On fvwm I was using conky to display time (that's why I was using conky at all. I know, I know I can use fvwm widgets [or whatever they are called], but programming these is quite hard to learn, and I never bothered.... [mastering fvwm alone takes great amount of time]), and trayer to have system tray....
Well on awesome I don't need that, there widgets for that (not the kind of widgets you see on KDE4)

Awesome memory usage is very acceptable (around 100MB ram).
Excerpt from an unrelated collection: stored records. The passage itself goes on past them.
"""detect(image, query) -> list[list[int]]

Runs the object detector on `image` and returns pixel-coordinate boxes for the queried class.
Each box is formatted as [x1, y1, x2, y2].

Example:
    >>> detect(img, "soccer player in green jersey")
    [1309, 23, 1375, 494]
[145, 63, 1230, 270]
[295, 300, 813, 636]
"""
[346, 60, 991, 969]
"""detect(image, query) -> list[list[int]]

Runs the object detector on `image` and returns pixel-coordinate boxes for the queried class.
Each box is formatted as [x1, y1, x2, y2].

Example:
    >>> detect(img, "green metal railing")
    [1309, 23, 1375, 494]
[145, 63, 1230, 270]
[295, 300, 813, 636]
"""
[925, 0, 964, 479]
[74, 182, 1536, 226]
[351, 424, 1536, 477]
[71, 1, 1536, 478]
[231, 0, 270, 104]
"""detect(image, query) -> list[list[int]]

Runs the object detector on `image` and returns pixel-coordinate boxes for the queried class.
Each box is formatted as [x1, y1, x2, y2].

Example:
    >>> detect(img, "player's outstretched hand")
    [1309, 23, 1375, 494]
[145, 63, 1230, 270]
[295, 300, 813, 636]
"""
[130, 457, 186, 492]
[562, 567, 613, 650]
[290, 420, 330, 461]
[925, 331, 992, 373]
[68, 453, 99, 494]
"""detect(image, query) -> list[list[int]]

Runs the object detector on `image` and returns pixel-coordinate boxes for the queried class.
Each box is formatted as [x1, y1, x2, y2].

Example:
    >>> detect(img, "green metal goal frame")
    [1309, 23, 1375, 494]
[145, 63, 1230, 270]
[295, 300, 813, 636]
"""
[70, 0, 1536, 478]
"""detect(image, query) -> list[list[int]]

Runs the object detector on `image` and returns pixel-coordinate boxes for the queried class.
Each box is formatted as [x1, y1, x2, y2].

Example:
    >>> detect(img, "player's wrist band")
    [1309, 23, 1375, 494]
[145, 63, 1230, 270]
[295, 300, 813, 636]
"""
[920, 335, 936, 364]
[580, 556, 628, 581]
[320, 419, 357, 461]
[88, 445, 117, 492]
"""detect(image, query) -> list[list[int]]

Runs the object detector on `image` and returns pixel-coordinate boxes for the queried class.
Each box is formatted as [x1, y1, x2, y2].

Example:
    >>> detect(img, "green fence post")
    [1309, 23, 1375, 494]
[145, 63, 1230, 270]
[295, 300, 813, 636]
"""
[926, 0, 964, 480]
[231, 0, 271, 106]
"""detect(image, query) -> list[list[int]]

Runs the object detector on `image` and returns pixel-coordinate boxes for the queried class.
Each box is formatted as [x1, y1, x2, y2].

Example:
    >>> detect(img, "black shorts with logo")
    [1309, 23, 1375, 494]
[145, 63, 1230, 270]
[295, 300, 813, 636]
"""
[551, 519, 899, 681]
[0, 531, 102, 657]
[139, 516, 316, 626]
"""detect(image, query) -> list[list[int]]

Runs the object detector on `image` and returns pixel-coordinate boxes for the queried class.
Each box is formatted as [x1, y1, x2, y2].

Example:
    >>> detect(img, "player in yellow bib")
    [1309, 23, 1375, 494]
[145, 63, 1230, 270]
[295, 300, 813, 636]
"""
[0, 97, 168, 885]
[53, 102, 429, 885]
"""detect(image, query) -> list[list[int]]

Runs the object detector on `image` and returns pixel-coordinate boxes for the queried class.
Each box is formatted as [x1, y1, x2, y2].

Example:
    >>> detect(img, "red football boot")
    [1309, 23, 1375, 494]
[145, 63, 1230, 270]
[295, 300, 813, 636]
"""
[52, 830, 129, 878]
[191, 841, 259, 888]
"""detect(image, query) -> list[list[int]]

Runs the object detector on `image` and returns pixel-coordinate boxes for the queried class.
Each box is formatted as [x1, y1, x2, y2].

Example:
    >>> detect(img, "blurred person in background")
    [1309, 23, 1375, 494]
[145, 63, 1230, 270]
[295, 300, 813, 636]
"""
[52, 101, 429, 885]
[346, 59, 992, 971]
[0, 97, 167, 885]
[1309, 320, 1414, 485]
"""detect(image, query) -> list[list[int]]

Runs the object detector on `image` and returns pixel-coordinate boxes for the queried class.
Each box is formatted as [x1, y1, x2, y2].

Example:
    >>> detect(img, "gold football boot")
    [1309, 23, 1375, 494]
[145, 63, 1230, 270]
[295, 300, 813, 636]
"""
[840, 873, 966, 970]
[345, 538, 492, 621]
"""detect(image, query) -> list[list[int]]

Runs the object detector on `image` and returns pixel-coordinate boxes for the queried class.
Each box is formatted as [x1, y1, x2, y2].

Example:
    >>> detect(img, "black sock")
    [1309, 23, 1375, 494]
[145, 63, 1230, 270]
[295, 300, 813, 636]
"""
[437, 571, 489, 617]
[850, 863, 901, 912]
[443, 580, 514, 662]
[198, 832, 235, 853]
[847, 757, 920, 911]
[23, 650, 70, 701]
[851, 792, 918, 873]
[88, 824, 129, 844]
I was quite surprised to see, that many of my key bindings on my fvwm, matched awesome default bindings. However awesome gives some functions, that I just can't imagine how to configure in fvwm (unless maybe write custom fvwm module).
I totally love the way you can switch between apps on desktop using keyboard only (MOD4+J, MOD4+K)
Also MOD+Tab is essential for any programmer using unix tools, it lets you switch between current and previous app on current tag (desktop).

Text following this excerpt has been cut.